Italien: Mit Prodi gegen Prodi

Hunderttausende haben in Rom gegen die zaghafte Politik des Regierungschefs protestiert - und gleichzeitig die Mitte-links-Regierung zum Weitermachen aufgefordert.

Vorwurf, das Koalitionsprogramm beiseite gelegt zu haben: Regierungschef Romano Prodi Bild: dpa

Nieder mit Prodis Politik, hoch lebe die Regierung Prodi! Hunderttausende Menschen - nach Angaben der Veranstalter gar eine Million - gingen am Samstag in Rom auf die Straße, um ihrer Enttäuschung über die seit gut einem Jahr amtierende Mitte-links-Regierung Luft zu machen und sie zugleich zum Weitermachen aufzufordern.

Aufgerufen zu dieser dialektischen Übung hatten die zwei Tageszeitungen der radikalen Linken, Il Manifesto und Liberazione, Organ der Regierungspartei Rifondazione Comunista. Und gefolgt waren in Massen die Anhänger der beiden kommunistischen Parteien, die linken Basisgewerkschaften, die Metallarbeiter des größten Gewerkschaftsbundes CGIL, Studenten, Schwule und Lesben, Immigranten, Arbeitsloseninitiativen und prekär Beschäftigte.

"Wir sind alle ein Programm" hieß es auf dem Transparent an der Spitze des Zuges, und dann "Gegen jedes Prekariat". Der Vorwurf gegen Romano Prodi: Er habe das gemeinsame Koalitionsprogramm, mit dem im April 2006 die Wahlen gegen Silvio Berlusconis Rechte gewonnen wurden, schlicht beiseite gelegt. Der Vorwurf ist nicht aus der Luft gegriffen. Jenes Wahlprogramm hatte nicht bloß die Abschaffung zahlreicher Berlusconi-Gesetze auf dem Felde der Justiz versprochen, sondern auch eine deutliche Korrektur der Arbeitsmarktgesetzgebung oder die Einführung eingetragener Lebensgemeinschaften für Schwule und Lesben. Realisiert wurde bisher jedoch so gut wie nichts.

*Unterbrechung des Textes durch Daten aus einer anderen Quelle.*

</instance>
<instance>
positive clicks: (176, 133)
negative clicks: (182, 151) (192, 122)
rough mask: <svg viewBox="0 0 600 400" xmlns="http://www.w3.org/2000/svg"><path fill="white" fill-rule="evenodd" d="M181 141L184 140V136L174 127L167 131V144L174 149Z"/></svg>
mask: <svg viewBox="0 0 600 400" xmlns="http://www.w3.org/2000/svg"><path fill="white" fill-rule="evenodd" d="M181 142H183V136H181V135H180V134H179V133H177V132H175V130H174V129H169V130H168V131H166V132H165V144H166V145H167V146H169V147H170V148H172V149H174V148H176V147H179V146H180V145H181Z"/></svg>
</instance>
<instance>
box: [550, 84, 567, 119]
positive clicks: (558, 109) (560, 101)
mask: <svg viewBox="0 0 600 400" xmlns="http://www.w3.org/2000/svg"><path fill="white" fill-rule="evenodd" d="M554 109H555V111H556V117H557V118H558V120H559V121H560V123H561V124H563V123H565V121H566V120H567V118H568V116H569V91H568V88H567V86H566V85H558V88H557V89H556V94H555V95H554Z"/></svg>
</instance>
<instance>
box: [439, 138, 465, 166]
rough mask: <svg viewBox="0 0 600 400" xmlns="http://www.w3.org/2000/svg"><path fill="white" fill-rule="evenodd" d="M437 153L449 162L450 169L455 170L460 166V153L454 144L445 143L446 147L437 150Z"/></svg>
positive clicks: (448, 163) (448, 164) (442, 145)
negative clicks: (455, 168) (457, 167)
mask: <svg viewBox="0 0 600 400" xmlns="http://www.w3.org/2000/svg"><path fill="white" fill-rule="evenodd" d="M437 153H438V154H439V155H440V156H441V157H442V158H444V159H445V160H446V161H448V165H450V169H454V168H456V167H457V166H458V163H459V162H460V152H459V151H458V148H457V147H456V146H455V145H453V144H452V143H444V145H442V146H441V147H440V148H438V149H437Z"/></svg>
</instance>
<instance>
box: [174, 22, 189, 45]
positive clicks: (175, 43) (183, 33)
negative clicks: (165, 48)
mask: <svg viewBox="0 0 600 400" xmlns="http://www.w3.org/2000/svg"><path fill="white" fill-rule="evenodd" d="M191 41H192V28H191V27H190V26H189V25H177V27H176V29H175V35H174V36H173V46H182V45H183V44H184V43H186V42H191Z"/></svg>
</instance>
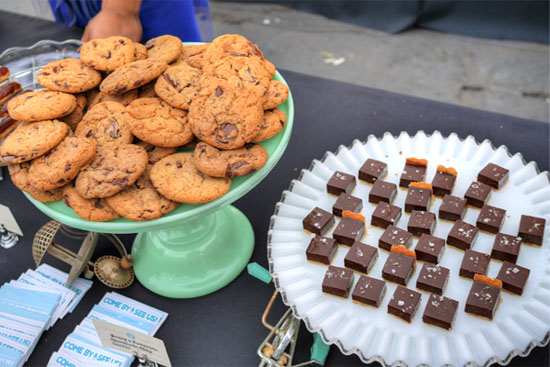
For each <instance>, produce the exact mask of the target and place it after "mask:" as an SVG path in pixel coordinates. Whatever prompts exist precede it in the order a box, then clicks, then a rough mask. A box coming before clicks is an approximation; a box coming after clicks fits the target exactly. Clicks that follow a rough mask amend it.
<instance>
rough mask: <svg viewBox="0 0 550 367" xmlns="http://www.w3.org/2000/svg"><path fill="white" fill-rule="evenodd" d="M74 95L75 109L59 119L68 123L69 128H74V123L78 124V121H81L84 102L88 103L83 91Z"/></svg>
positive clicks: (75, 125) (61, 120) (72, 128)
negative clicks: (75, 101) (82, 91)
mask: <svg viewBox="0 0 550 367" xmlns="http://www.w3.org/2000/svg"><path fill="white" fill-rule="evenodd" d="M74 96H75V98H76V107H75V109H74V110H73V112H71V113H70V114H68V115H67V116H64V117H61V118H60V120H61V121H63V122H64V123H66V124H67V125H69V126H70V127H71V129H74V128H75V127H76V125H78V124H79V122H80V121H82V117H83V116H84V109H85V108H86V104H87V103H88V98H86V95H85V93H79V94H75V95H74Z"/></svg>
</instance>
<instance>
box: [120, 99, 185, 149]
mask: <svg viewBox="0 0 550 367" xmlns="http://www.w3.org/2000/svg"><path fill="white" fill-rule="evenodd" d="M126 112H127V114H126V117H125V121H126V124H127V125H128V127H129V128H130V130H131V131H132V134H134V135H135V136H137V137H138V138H139V139H140V140H143V141H146V142H148V143H150V144H153V145H156V146H159V147H166V148H175V147H178V146H180V145H183V144H186V143H188V142H190V141H191V140H192V139H193V132H192V131H191V126H190V125H189V123H188V121H187V112H186V111H184V110H180V109H178V108H174V107H172V106H170V105H169V104H168V103H166V102H164V101H162V100H161V99H159V98H139V99H136V100H135V101H133V102H132V103H130V104H129V105H128V107H127V108H126Z"/></svg>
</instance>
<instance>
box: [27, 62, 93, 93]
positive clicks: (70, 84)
mask: <svg viewBox="0 0 550 367" xmlns="http://www.w3.org/2000/svg"><path fill="white" fill-rule="evenodd" d="M36 79H37V80H38V82H39V83H40V85H42V86H43V87H44V88H48V89H50V90H55V91H59V92H66V93H81V92H85V91H87V90H90V89H92V88H94V87H96V86H98V85H99V83H100V82H101V74H100V73H99V72H98V71H96V70H94V69H92V68H90V67H89V66H86V65H85V64H84V63H83V62H82V61H80V60H78V59H63V60H57V61H52V62H50V63H49V64H47V65H46V66H44V67H43V68H42V69H41V70H40V72H39V73H38V75H37V77H36Z"/></svg>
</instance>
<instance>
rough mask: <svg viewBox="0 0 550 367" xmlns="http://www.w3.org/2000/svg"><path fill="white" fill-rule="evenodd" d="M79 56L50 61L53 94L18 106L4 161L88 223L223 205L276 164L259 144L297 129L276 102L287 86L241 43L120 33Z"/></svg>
mask: <svg viewBox="0 0 550 367" xmlns="http://www.w3.org/2000/svg"><path fill="white" fill-rule="evenodd" d="M80 55H81V58H80V60H78V59H63V60H59V61H54V62H51V63H49V64H48V65H46V66H44V67H43V68H42V70H41V71H40V73H39V74H38V76H37V79H38V82H39V83H40V84H41V85H42V86H43V87H45V88H46V89H45V90H39V91H28V92H25V93H20V94H18V95H16V96H14V97H12V98H11V99H10V100H9V101H8V103H7V109H8V113H9V116H10V118H11V119H13V120H17V121H18V125H17V127H16V128H15V129H14V130H13V131H12V132H11V133H10V134H9V135H7V136H6V137H5V138H4V139H3V140H2V141H1V142H0V161H1V162H3V163H6V164H8V165H9V171H10V174H11V176H12V181H13V182H14V184H15V185H16V186H17V187H18V188H19V189H21V190H23V191H26V192H27V193H29V194H30V195H31V196H32V197H33V198H35V199H37V200H39V201H45V202H49V201H56V200H63V202H64V203H65V204H66V205H68V206H69V207H71V208H72V209H73V210H74V211H75V212H76V213H77V214H78V215H79V216H80V217H82V218H84V219H86V220H91V221H107V220H111V219H114V218H118V217H120V216H122V217H125V218H128V219H131V220H136V221H142V220H151V219H156V218H158V217H160V216H162V215H163V214H165V213H168V212H170V211H171V210H173V209H175V208H176V207H177V206H178V205H179V203H190V204H200V203H206V202H209V201H212V200H215V199H217V198H219V197H221V196H223V195H224V194H225V193H227V191H228V190H229V188H230V187H231V178H233V177H237V176H242V175H247V174H250V173H252V172H254V171H256V170H258V169H260V168H261V167H263V166H264V165H265V163H266V161H267V159H268V154H267V151H266V150H265V149H264V148H263V147H262V146H261V145H259V144H257V143H258V142H261V141H264V140H266V139H269V138H271V137H272V136H274V135H275V134H277V133H279V132H280V131H281V130H282V129H283V128H284V126H285V124H286V116H285V114H284V113H283V112H282V111H281V110H279V109H277V108H276V107H277V106H278V105H279V104H281V103H282V102H284V101H285V100H286V98H287V97H288V93H289V91H288V88H287V87H286V85H284V84H283V83H281V82H279V81H276V80H271V79H272V78H273V76H274V75H275V67H274V66H273V64H271V63H270V62H269V61H267V60H266V59H265V58H264V56H263V54H262V52H261V51H260V50H259V49H258V47H257V46H256V45H255V44H253V43H252V42H250V41H248V40H247V39H246V38H244V37H242V36H239V35H224V36H221V37H218V38H217V39H215V40H214V41H213V42H212V43H210V44H201V45H194V46H186V47H183V46H182V42H181V41H180V40H179V39H178V38H177V37H174V36H169V35H165V36H161V37H157V38H154V39H152V40H149V41H148V42H147V43H146V44H145V45H142V44H139V43H134V42H132V41H131V40H130V39H128V38H126V37H120V36H116V37H109V38H105V39H97V40H92V41H90V42H87V43H86V44H84V45H83V46H82V48H81V51H80ZM185 151H192V152H185ZM178 152H180V153H178Z"/></svg>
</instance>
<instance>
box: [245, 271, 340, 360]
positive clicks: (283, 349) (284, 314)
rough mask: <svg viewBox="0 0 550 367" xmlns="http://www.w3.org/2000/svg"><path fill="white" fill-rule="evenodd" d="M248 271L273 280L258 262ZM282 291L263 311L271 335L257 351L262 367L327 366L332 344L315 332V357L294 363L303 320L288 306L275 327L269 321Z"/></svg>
mask: <svg viewBox="0 0 550 367" xmlns="http://www.w3.org/2000/svg"><path fill="white" fill-rule="evenodd" d="M247 270H248V273H249V274H250V275H252V276H253V277H255V278H257V279H259V280H261V281H263V282H264V283H268V284H269V283H271V280H272V278H271V274H270V273H269V271H268V270H267V269H265V268H264V267H262V266H261V265H259V264H257V263H250V264H248V267H247ZM278 295H279V292H278V291H277V290H275V292H273V295H272V296H271V299H270V300H269V302H268V304H267V306H266V308H265V310H264V313H263V314H262V324H263V325H264V326H265V327H266V328H268V329H269V330H270V332H269V334H268V335H267V337H266V338H265V339H264V341H263V342H262V343H261V344H260V346H259V347H258V350H257V354H258V356H259V357H260V359H261V362H260V364H259V366H260V367H301V366H309V365H312V364H316V365H320V366H323V365H324V364H325V360H326V358H327V355H328V352H329V349H330V346H329V345H327V344H325V343H324V342H323V340H322V339H321V336H320V335H319V334H317V333H316V334H315V335H314V342H313V345H312V347H311V359H310V360H309V361H305V362H301V363H299V364H292V359H293V357H294V351H295V349H296V342H297V339H298V332H299V330H300V320H299V319H297V318H296V317H295V316H294V313H293V312H292V309H290V308H289V309H288V310H287V311H286V312H285V314H284V315H283V317H281V319H280V320H279V321H278V322H277V324H276V325H275V326H273V325H271V324H270V323H269V322H267V316H268V315H269V313H270V311H271V308H272V307H273V303H274V302H275V299H277V296H278Z"/></svg>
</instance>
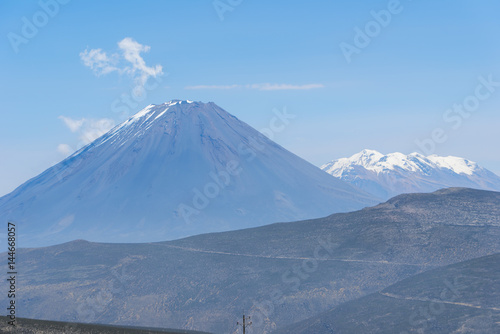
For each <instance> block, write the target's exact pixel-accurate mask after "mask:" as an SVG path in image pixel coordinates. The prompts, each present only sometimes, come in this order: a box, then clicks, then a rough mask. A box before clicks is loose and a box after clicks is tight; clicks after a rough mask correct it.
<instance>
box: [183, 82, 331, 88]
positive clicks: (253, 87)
mask: <svg viewBox="0 0 500 334" xmlns="http://www.w3.org/2000/svg"><path fill="white" fill-rule="evenodd" d="M323 87H325V86H324V85H323V84H307V85H292V84H271V83H260V84H248V85H198V86H186V87H184V89H189V90H195V89H209V90H216V89H219V90H221V89H223V90H228V89H241V88H244V89H254V90H310V89H317V88H323Z"/></svg>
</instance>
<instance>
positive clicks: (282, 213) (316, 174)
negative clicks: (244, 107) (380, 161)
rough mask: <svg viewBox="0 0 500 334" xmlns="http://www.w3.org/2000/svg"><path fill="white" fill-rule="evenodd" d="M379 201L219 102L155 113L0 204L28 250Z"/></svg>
mask: <svg viewBox="0 0 500 334" xmlns="http://www.w3.org/2000/svg"><path fill="white" fill-rule="evenodd" d="M377 202H378V201H377V200H375V198H374V197H373V196H371V195H368V194H366V193H364V192H363V191H361V190H359V189H357V188H355V187H352V186H351V185H349V184H348V183H346V182H343V181H340V180H337V179H335V178H332V177H331V176H330V175H328V174H327V173H325V172H323V171H322V170H320V169H319V168H317V167H315V166H313V165H312V164H310V163H308V162H306V161H305V160H303V159H301V158H299V157H297V156H296V155H294V154H292V153H290V152H289V151H287V150H285V149H284V148H282V147H281V146H279V145H277V144H276V143H274V142H273V141H271V140H269V139H268V138H267V137H265V136H263V135H262V134H261V133H260V132H258V131H256V130H255V129H253V128H252V127H250V126H248V125H247V124H245V123H244V122H242V121H240V120H238V119H237V118H236V117H234V116H232V115H230V114H229V113H227V112H226V111H224V110H223V109H221V108H219V107H218V106H217V105H215V104H214V103H206V104H205V103H201V102H192V101H178V100H175V101H171V102H168V103H164V104H160V105H150V106H148V107H146V108H145V109H143V110H141V111H140V112H138V113H137V114H136V115H134V116H133V117H131V118H130V119H128V120H127V121H125V122H123V123H122V124H120V125H118V126H117V127H115V128H114V129H112V130H110V131H109V132H108V133H106V134H105V135H103V136H102V137H100V138H98V139H96V140H95V141H94V142H92V143H91V144H89V145H87V146H85V147H83V148H82V149H80V150H79V151H77V152H75V153H74V154H73V155H71V156H70V157H68V158H67V159H65V160H64V161H62V162H60V163H59V164H57V165H55V166H53V167H51V168H49V169H48V170H46V171H45V172H43V173H42V174H40V175H38V176H37V177H35V178H33V179H31V180H29V181H28V182H26V183H25V184H23V185H21V186H20V187H19V188H17V189H16V190H14V191H13V192H12V193H10V194H8V195H6V196H4V197H2V198H0V220H1V221H7V220H11V221H15V222H17V223H18V225H19V229H18V230H19V233H20V234H21V235H20V238H19V240H20V243H21V245H22V246H41V245H49V244H55V243H60V242H66V241H70V240H74V239H86V240H90V241H104V242H145V241H147V242H150V241H161V240H170V239H176V238H180V237H185V236H189V235H194V234H200V233H206V232H215V231H225V230H231V229H238V228H245V227H253V226H259V225H263V224H268V223H273V222H278V221H291V220H298V219H306V218H313V217H320V216H324V215H328V214H331V213H334V212H341V211H350V210H354V209H359V208H362V207H365V206H368V205H372V204H376V203H377Z"/></svg>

Bei der Arbeitsmarktpolitik konnte sich die Koalition bloß zu Minimalschritten durchringen, die das bei der italienischen Linken berüchtigte "Gesetz 30" von 2002 mit seiner Komplettflexibilisierung des Arbeitsmarkts kaum antasten. Auch bei der Rentenpolitik fielen die Korrekturen gegenüber Berlusconis Reformen überaus vorsichtig aus, zu vorsichtig für die radikal linken Parteien der Koalition und ihre Wähler.

Prodi weiß bei seiner zurückhaltenden Politik den wichtigsten Partner in der Koalition, die gerade aus dem Zusammenschluss der Linksdemokraten und der Mittepartei Margherita entstehende Demokratische Partei, hinter sich. Auch die Sozialpartner haben in den vergangenen Wochen einen Kompromiss zu Renten- und Arbeitsmarktpolitik abgenickt; die drei großen Gewerkschaftsbünde ließen sich diesen Kompromiss in einem Referendum unter Italiens Arbeitnehmern und Rentnern eindrucksvoll bestätigen: Mehr als vier Millionen von fünf Millionen Abstimmenden billigten den Sozialpakt. Und dann erhielt Prodis Regierung vergangene Woche mit der Urwahl des neuen Vorsitzenden der Demokratischen Partei - 3,5 Millionen Menschen beteiligten sich - eine weitere Stärkung.

Mit ihrer Demo vom Samstag hielt jetzt die radikale Linke dagegen - mit ebenfalls durchschlagendem Erfolg. Die Einigungsbemühungen der Linken werden sich jetzt weiter verstärken: Die beiden kommunistischen Parteien und der Linksflügel der Linksdemokraten, die sich aus Gegnerschaft gegen die Demokratische Partei abgespalten hatte, wollen zusammen mit den Grünen schon für die kommunalen Wahlgänge 2008 mit einer starken linken Einheitsliste antreten. Ob die Regierung Prodi dann noch existiert, steht in den Sternen. Doch die Linke wird ihn kaum kippen - sie will politische Korrekturen im Bündnis, nicht dessen Bruch. Eher schon muss Prodi sich um gleich sechs Senatoren Sorgen machen, die am rechten Rand seiner Koalition für Unruhe sorgen - und die ihn jederzeit stürzen können.